Confused, you ask your friend why this could be true. He explains the review a bit further. The two procedures were performed on various categories of phantasticolithiasis. However, what the review failed to mention was that procedure A was more commonly performed on the largest lesions, and procedure B on the smallest lesions. Larger lesions, as you might imagine, have a much lower success rate than their smaller counterparts. If you separate the patient population into two categories for the large and small lesions, the results change dramatically. In the large-lesion category, procedure A has a success rate of 63% (250/400) and procedure B has a success rate of 57% (40/70). For the small lesions, procedure A is 99% successful (88/89) and procedure B is 88% successful (210/240).

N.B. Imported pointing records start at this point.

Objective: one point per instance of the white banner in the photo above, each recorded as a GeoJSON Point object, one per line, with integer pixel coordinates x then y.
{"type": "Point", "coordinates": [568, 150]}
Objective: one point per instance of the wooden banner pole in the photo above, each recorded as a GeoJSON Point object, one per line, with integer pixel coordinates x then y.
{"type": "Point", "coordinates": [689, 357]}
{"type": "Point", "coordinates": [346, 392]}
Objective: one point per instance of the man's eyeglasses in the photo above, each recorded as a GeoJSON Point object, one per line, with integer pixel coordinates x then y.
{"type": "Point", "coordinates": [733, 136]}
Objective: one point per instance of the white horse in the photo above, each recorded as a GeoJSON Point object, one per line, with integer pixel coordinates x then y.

In other words, when controlling for the category of condition, procedure A is always more successful than procedure B. You follow your friend’s advice. The patient’s surgery is a success, and you remain dumbfounded.

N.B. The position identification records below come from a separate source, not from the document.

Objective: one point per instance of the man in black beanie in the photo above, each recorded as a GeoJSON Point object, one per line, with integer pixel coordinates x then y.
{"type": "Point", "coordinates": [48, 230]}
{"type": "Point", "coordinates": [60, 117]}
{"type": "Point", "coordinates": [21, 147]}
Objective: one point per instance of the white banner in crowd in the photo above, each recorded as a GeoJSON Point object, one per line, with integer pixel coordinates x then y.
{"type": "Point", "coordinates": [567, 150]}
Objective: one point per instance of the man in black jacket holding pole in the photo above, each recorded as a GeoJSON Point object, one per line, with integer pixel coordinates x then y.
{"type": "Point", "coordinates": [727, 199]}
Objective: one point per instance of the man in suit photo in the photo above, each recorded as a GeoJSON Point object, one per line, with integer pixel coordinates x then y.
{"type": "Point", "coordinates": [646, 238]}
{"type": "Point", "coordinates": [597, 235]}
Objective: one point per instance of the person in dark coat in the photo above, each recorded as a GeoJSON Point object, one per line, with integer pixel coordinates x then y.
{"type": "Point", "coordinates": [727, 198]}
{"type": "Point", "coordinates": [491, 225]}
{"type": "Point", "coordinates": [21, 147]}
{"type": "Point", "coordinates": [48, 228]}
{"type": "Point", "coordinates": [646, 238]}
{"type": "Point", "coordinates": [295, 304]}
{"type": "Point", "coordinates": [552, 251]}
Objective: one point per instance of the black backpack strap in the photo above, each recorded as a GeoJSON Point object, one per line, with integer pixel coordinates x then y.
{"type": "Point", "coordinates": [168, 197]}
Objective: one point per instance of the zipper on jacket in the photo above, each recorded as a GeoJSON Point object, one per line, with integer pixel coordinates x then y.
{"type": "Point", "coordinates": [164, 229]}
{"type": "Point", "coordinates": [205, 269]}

What’s happening here is something called Simpson’s paradox. The idea is simple: When two variables are considered (for example, two procedures), one association results (procedure B is more successful). However, upon the conditioning of a third variable (lesion size), the association reverses (procedure A is more successful). This phenomenon has far-reaching implications. For example, since 2000, the median US wage has increased by 1% when adjusted for inflation, a statistic many politicians like to boast about. However, within every educational subgroup, the median wage has decreased. The same can be said for the gender pay gap. Barack Obama in both of his campaigns fought against the gap, reminding us that women only make 77 cents for every dollar a man earns. However, the problem is more than just a paycheck, and the differences change and may even disappear if you control for job sector or level of education. In other words, policy change to reduce the gap need to be more nuanced than a campaign snippet. A particularly famous case of the paradox arose at UC Berkeley. In this case, the school was sued for gender bias. The school admitted 44% of their male applicants and only 35% of their female applicants. However, upon conditioning for each department, it was found that women applied more often to those departments with lower rates of admission. In 2/3 of the departments, women had a higher entrance rate than men.
The paradox seems simple. When analyzing data and making a decision, simply control for other variables and the correct answer will emerge. Right? Not exactly. How do you know which variables should be controlled? In the case of phantasticolithiasis, how would you know to control for lesion size? Why couldn’t you just as easily control for the patient’s age or comorbidities? Could you control for all of them? If you do see the paradox emerge, what decision should you then make? Is the correct answer that of the conditioned data or that of the raw data? The paradox becomes complicated once again.
Judea Pearl wrote an excellent description of the problem and proposed a solution to the above questions. He cites the use of “do-calculus,” a technique rooted in the study of Bayesian networks. Put more simply, his methods find causality between a number of variables. In doing so, one can find the conditioning variables and can then decide whether the conditioned data or the raw data are best for decision-making. The set of variables that dictate causality are the ones that should be used. If you are interested in the technique and have some experience with the notation, I recommend this brief review on arXiv.
Of course, rapid and rather inconsequential decisions need not be based on such formalities. On the other hand, it serves all of us well if we at least consider the possibility of Simpson’s paradox on a day-to-day basis. Be skeptical when reading the paper, speaking with colleagues, and making decisions. Finally, if you’re ever lucky enough to be the first patient with phantasticolithiasis, opt for procedure A.